Where can I start?  Brown seems increasingly like an ageing Communist-era despot, if his performance last week in Parliament is anything to go by…and it would be funny if things weren’t so serious.  For all our sakes, it would be good if his delusions of saving the world were stripped away as soon as possible.It is said that the ruler of Baghdad during its most glorious period, the Caliph Haroun al-Rashid (of Arabian nights fame), took the very sensible approach of distrusting his courtiers, and would tour his city at night in disguise, to hear what his people really thought of his rule.  I doubt Brown or his predecessor Blair (who lives under armed guard in London) would follow suit, but we can only hope.

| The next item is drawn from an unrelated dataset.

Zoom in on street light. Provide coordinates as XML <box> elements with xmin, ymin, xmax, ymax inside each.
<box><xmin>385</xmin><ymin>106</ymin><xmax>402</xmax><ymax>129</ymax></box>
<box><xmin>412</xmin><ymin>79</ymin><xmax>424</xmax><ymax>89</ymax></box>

Meanwhile the collapse of sterling since the summer, and the explosion of the UK’s budget deficit, revealed yesterday, suggest that urgent action is needed to restore confidence in the state’s finances.  It will be a very difficult task, but one that appears more pressing by the day.  Yet with close to, or over half the population on the government’s payroll in many parts of the country, cutting back state expenditures will be a very tough political task indeed.

And as you say, Jim, recent central bank and government actions smack of panic and desperation.  Hitting the population with zero interest rates in an attempt to stimulate borrowing may backfire – while banks are unlikely to return to easy lending policies, the downturn might even be exacerbated, as those with healthy finances will be forced to save more.

For the time being, investors are willing to lend to governments for free (at the short end of the yield curve), and for a couple of percent per annum at ten year maturities.  How long this state of affairs will last is anyone’s guess – and I was completely wrong to forecast a rise in US Treasury yields a month or so ago.  But on a ten year view I’d rather be holding real assets – gold, oil, land, equities or property – than government fixed rate debt.

And maybe I should consider junk bonds as well?  As you point out, Matt, bank insiders at Credit Suisse are paying themselves in some of the most beaten-up debt assets.  And, with John Paulson, who made billions shorting US mortgage-backed securities over the last two years, now having reversed course and started to buy, I completely agree with you that ETF investors should be allowed to join in.  Problems of illiquidity might make a traditional ETF structure tricky to set up, but why not – as you suggest – a swap-based structure or, dare I say it, an ETN?